Grandeur et misère d’une avant-garde involontaire

L’étagère Billy, refuge de la classe moyenne.

L’entreprise Ikea a soufflé cette année ses soixante-dix bougies. «Combien de doigts se sont blessés en montant les quarante-cinq millions d’étagères Billy?», demandait une journaliste du Monde pour illustrer l’apport de la compagnie suédoise à la mondialisation du mode de vie occidental. Et si le succès de la multinationale du meuble ne témoignait pas uniquement de la généralisation d’une norme esthétique ou de consommation mais aussi de l’hégémonie d’un certain rapport au monde et aux autres?

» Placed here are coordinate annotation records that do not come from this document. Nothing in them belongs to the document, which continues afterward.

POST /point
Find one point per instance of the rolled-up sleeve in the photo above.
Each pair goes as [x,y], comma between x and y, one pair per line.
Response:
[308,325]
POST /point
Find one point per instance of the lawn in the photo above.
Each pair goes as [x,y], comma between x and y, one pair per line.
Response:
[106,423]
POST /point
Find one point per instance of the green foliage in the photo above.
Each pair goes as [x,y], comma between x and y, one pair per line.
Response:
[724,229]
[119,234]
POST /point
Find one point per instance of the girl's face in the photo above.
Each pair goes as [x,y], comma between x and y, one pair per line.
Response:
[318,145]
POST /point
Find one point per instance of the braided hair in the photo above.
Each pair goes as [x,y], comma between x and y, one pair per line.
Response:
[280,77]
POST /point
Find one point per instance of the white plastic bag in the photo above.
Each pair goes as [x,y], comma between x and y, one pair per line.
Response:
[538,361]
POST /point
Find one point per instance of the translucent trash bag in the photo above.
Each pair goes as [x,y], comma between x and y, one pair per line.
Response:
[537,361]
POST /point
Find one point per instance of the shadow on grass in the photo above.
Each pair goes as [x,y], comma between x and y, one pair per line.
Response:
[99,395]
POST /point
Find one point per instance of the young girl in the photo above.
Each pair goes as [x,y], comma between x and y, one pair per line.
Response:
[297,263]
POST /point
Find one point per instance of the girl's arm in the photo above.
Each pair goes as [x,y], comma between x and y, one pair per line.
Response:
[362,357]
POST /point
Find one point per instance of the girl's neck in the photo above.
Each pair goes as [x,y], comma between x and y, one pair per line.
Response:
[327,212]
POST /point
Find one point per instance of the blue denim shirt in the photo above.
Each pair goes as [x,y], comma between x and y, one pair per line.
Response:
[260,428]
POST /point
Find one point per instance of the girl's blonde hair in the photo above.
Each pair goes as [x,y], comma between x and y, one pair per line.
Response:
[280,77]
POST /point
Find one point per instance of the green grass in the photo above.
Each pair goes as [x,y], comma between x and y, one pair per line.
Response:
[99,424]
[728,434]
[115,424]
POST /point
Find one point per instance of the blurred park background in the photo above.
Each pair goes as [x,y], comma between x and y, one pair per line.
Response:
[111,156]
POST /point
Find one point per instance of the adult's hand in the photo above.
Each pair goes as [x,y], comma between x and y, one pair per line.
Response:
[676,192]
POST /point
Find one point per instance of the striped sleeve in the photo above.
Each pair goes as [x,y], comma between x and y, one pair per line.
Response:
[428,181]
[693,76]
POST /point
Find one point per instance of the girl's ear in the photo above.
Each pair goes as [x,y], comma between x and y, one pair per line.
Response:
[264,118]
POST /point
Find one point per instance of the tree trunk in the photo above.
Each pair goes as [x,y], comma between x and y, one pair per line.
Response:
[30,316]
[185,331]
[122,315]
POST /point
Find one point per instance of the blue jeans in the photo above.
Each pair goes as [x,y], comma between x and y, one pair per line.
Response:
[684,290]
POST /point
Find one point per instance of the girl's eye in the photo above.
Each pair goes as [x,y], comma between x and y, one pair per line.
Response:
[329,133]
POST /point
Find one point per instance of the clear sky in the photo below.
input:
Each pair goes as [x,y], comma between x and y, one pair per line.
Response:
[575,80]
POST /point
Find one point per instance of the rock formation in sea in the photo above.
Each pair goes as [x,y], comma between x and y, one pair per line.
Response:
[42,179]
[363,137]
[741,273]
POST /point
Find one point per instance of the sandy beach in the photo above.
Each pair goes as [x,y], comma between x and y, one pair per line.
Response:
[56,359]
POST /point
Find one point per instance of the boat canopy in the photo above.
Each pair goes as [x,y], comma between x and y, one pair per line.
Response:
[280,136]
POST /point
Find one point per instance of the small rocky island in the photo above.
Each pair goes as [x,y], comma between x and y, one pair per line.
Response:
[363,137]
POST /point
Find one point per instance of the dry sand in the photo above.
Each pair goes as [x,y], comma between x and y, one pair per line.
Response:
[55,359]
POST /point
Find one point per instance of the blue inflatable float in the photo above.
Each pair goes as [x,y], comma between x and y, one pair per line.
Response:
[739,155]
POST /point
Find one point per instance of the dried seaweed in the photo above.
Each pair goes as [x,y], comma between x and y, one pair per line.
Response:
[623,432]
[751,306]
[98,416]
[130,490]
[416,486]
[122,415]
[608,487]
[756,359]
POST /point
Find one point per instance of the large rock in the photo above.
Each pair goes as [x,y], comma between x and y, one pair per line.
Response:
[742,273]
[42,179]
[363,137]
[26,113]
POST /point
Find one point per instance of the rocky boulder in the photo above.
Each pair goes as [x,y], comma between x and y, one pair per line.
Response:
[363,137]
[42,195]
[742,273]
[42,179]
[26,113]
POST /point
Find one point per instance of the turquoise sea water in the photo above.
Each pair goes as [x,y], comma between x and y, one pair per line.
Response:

Ikea nous renvoie l’image d’une humanité occupée à cultiver l’espace de la vie privée, d’individus qui, à l’abri du temps historique, se consacrent à l’embellissement de leur foyer. La popularité de ces décors préfabriqués évoque du coup la puissance de la classe moyenne comme figure du capitalisme avancé. Plus qu’une simple catégorie de revenu, elle constitue un phénomène social, politique et culturel qui nous transporte au cœur de l’imaginaire des sociétés capitalistes.

La classe imaginaire

L’essor de cette classe, qui s’inscrit dans l’histoire du capitalisme, résulte d’un compromis durement négocié portant sur le salaire et les conditions de travail. Elle est le produit de l’apaisement des conflits qui opposaient la classe ouvrière aux capitalistes. Mais elle correspond aussi à la volonté érigée en système de faire disparaître les classes sociales, en soi et pour soi. Les cols blancs sont le fruit de la bureaucratisation de l’État et des corporations, tandis que leur identité a été façonnée par la culture d’entreprise et la publicité. En 1951, le sociologue américain C. W. Mills disait d’ailleurs de ces nouveaux petits bourgeois qu’ils formaient l’«avant-garde involontaire de la société moderne».